Working closely with partners isn’t the only concern for Harris – he is focused on ensuring he has great internal capability, too. “I’ve said this many times on stage over the past year or two: trying to have the best people doing the right work is incredibly important,” he says, suggesting that technology can provide new opportunities for IT professionals.

“I don’t want people doing repetitive, boring, mundane work if that’s something we can do with automation. We’re doing quite a lot of work with other partners around the software-defined datacentre and the autonomous datacentre. We’ve got a new datacentre on the site, where we’re trying to build from code, so that piece is important and the security element of that is important.”

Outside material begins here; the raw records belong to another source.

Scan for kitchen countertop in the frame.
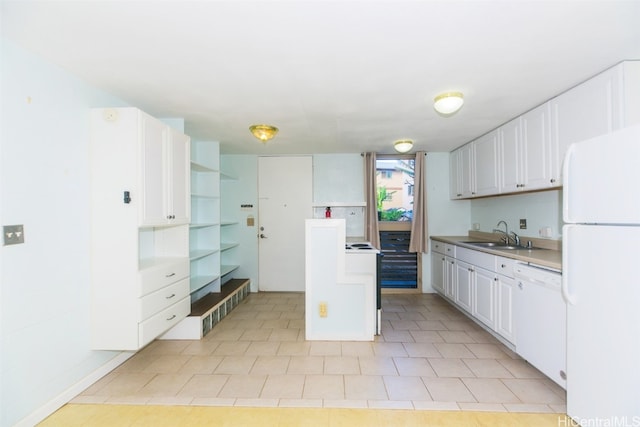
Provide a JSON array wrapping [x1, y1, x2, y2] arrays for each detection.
[[431, 236, 562, 270]]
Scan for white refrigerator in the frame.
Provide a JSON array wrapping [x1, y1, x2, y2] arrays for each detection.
[[562, 126, 640, 426]]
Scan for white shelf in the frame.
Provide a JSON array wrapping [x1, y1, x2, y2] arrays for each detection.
[[220, 265, 240, 276], [312, 202, 367, 208], [220, 243, 239, 251]]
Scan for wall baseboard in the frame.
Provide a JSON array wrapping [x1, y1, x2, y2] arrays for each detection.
[[15, 352, 135, 427]]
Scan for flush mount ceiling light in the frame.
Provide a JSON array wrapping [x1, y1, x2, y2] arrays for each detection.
[[433, 92, 464, 114], [393, 139, 413, 153], [249, 125, 278, 143]]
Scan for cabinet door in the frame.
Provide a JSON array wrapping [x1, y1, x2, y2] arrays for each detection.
[[449, 149, 462, 199], [455, 260, 475, 313], [444, 257, 457, 301], [520, 103, 555, 190], [500, 118, 522, 193], [496, 275, 516, 343], [141, 112, 167, 225], [431, 253, 446, 293], [458, 144, 476, 198], [472, 268, 497, 330], [165, 128, 191, 224], [551, 67, 623, 186], [473, 131, 500, 196]]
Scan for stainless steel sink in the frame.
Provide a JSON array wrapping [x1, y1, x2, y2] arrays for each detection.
[[462, 242, 544, 251]]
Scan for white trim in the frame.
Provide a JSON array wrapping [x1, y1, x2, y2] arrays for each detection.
[[14, 352, 135, 427]]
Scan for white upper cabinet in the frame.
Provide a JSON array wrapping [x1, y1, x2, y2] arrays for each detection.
[[450, 61, 640, 199], [472, 131, 500, 196], [139, 119, 191, 226], [500, 103, 557, 194]]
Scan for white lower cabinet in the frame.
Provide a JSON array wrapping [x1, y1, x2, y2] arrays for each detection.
[[431, 241, 515, 343], [471, 268, 497, 330]]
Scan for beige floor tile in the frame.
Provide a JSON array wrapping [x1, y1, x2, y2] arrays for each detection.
[[309, 341, 342, 356], [438, 331, 475, 344], [393, 357, 436, 377], [302, 375, 345, 399], [373, 342, 408, 357], [260, 375, 305, 399], [178, 356, 224, 374], [381, 329, 413, 342], [250, 356, 291, 375], [269, 328, 300, 341], [358, 357, 398, 375], [467, 344, 511, 359], [462, 378, 522, 403], [433, 342, 476, 359], [272, 342, 311, 356], [409, 330, 444, 343], [144, 354, 191, 374], [429, 358, 475, 378], [341, 341, 373, 357], [390, 320, 420, 331], [287, 356, 324, 375], [422, 378, 476, 402], [502, 378, 564, 404], [136, 374, 193, 396], [218, 375, 267, 399], [462, 359, 513, 378], [383, 376, 432, 400], [213, 341, 249, 356], [178, 375, 230, 399], [214, 356, 257, 375], [324, 356, 360, 375], [344, 375, 389, 400], [498, 359, 545, 378], [404, 342, 441, 357], [244, 341, 280, 356]]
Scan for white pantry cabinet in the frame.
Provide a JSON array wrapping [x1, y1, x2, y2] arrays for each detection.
[[90, 108, 190, 350]]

“Trying to have the best people doing the right work is incredibly important. I don't want people doing repetitive, boring, mundane work if that's something we can do with automation”
Matt Harris, Mercedes-AMG Petronas Motorsport

Harris says his team members want to make sure that, when they’re building new machines, they will be built from code in a consistent and uniform way. He says monitoring alerts is another big priority for his team. Harris says the CrowdStrike technology gives his team the ability to create dashboards for performance monitoring out of the box.

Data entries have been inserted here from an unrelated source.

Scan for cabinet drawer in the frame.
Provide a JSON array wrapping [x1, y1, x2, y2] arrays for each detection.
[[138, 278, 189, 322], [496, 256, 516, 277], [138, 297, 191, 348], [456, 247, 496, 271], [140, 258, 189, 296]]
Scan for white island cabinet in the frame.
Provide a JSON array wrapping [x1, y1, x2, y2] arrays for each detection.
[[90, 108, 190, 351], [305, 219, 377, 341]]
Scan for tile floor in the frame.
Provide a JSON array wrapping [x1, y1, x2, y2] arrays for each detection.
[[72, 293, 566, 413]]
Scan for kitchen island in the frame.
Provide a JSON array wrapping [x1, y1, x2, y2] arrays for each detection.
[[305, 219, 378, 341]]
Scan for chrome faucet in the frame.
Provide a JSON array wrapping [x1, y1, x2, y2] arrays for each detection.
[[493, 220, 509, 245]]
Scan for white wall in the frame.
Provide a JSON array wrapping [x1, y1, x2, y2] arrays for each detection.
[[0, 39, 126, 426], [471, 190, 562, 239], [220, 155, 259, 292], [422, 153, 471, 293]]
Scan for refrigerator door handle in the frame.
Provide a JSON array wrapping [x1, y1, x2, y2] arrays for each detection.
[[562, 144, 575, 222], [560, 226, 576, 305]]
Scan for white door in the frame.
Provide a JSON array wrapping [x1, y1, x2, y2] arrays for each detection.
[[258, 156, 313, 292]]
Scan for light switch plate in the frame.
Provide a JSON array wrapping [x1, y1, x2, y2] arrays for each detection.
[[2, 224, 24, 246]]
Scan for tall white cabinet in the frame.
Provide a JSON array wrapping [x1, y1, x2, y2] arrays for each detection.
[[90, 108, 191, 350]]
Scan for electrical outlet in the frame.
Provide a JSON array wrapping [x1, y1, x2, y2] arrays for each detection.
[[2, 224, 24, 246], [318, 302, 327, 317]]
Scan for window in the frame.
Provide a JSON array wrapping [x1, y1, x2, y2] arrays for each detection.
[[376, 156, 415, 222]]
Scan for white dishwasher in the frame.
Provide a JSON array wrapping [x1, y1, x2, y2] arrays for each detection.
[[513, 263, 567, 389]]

The IT team can use this insight to help prove the value of technology to the rest of the business. That type of information can make it easier to justify new investments in IT. Yet Harris re-asserts that performance matters more than anything when it comes to the team’s systems. While new innovations might be available, Harris prefers to ensure systems are tried and tested before putting tools into production.

“We always used to joke about the bleeding edge – being on it hurts. That’s partly a joke, but we do have to be careful. And we do get involved with some of our partners with early-life development and deployment of systems. You have to pick and choose where you’re doing that, because in some places that can actually mean being a step ahead of the business and your competitors,” he says.

“If you get it wrong, or you’re making changes in the wrong place, you can be wasting time or resources. You’ve got to be careful that you don’t end up taking your staff down a route they don’t believe in.”

Driving new gains in performance

Harris, however, has a clear plan for the journey he expects his team to plot over the next couple of years. He hopes most of the IT department’s work will be automated, where service requests will be made and monitored through a portal-based system.

“Then we’ll be turning around and we’ll be proactively going and trying to help our employees, whether it’s on a user device, or whatever platform it happens to be,” says Harris.

“There’s bound to be some something new that we’ve got to try to support. But with some of the technologies and the vendors and software suppliers out there now, who knows what’s going to be available in two years’ time?”

What will remain key for Harris is the ability of his IT department and its partners to help drive continual improvements in performance across the business and out on the race track.

New regulations in the sport will have an impact on how the team operates. Harris recognises the potential effect, yet says marginal gains in performance remain the key to success.

“Money matters. And moving forward, it probably matters even more. But efficiency and time – whether that efficiency is around money or people’s time or everything else – is so important to us as a business,” he says.